Taxation and Regulatory Compliance

Can I Claim Tax Relief on Mortgage Interest UK?

Discover current UK mortgage interest tax relief rules. Learn who qualifies, how it's applied, and how to claim for your property income.

Mortgage interest tax relief in the United Kingdom has undergone significant changes over the years, moving from a broad benefit for homeowners to a more restricted provision primarily for residential landlords. Historically, Mortgage Interest Relief at Source (MIRAS) allowed individuals tax relief on interest paid on mortgages for their main homes. Introduced in 1983, this relief was gradually reduced and abolished in April 2000, marking a shift away from direct tax subsidies for owner-occupied housing.

The current landscape for mortgage interest relief is considerably different.

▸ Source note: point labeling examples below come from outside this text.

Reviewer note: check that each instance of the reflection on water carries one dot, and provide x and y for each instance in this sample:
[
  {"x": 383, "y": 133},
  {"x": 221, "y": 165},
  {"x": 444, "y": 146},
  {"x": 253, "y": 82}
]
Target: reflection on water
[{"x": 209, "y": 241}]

Homeowners generally cannot claim relief on mortgages for their primary residences. The focus of existing relief has shifted to individuals who let out residential property. This change, phased in from April 2017 and fully effective by April 2020, replaced the previous system where landlords deducted all finance costs from rental income before calculating taxable profits.

Eligibility for Mortgage Interest Relief

Eligibility for mortgage interest relief in the UK is specific to individual landlords of residential properties. Individuals cannot claim relief on mortgage interest paid for their main residence. The current tax credit applies to finance costs incurred on residential buy-to-let properties, distinguishing it clearly from personal homeownership.

The relief is available to individuals, partnerships, and trusts that own residential property and derive rental income. Unlike individuals, companies can still deduct mortgage interest and other finance costs in full from their rental income for corporation tax purposes. Landlords of commercial properties or Furnished Holiday Lettings (FHLs) were also exempt from these restrictions, though FHL tax treatment is subject to changes from April 2025.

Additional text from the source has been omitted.